Authors: Jean-Christophe Valtat
However, as Blankbate turned on a gas lamp on the wall, Gabriel could see that the boarding platform (or, as it had been known, the Reception Room) apparently not only remained in good condition but also was still as luxurious as it ever had been, dust and cold notwithstanding. Pictures and gas brackets alternated on the striped tapestry above the easy chairs of the former waiting room. A frozen fountain with a fish basin, now empty, was laid out in the middle, a stopped clock stood at one end, and there was even a piano, smothered in dust, disconsolately untuned. A cylinder-shaped silver car was waiting below a staircase, its door open, and in front of it, framed by two torch-holding bronze Inuit, the perfectly circular tunnel opened toward nonexistent destinations. There was something Pompeiilike to it, though the catastrophe here had only been low rent-ability. But that was apparently enough to freeze worlds in time and turn them into literal Neverlands.
On the platform, Blankbate opened a door revealing a room furnished as a first-class businessman’s office.
“This will be your home, Ms. Lenton,” announced Blankbate. “There’s a folding bed there. Bathroom’s off the waiting room. You will be safe here, and once it is heated, it should be fairly comfortable.”
Chipp was already fumbling with an Eclipse gas stove, which soon started to purr.
“The Gentlemen of the Night know of this place?” asked Gabriel.

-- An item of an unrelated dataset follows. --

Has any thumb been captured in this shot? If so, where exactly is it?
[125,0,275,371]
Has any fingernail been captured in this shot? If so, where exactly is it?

“They know enough to never come around and not enough to see why they should.”
“This will be perfect. Thank you very much,” said Lilian, passing her gloved finger over the dusty desk.
“You have a pneumatic tube, if you need anything. We’ve connected it directly to the Fisheries.”
As Gabriel’s first glimpse of the Scavengers’ secret operations, this was certainly impressive. He wondered about the nature of their underground activities. If they were not a criminal organization (though they were notoriously trafficking in some sort of black flea market economy: the Scavengers were reputed to be able to find and deliver almost anything), they certainly could turn into one at the very first occasion. It reassured Gabriel to think of them as Brentford’s confederates, although Brentford had made clear that he needed them more than they needed him and that dealing with them was a rather delicate business that could get out of hand at the slightest mistake. But at least this was a world free of the influence of the Gentlemen of the Night, and Gabriel took a deep breath to celebrate this.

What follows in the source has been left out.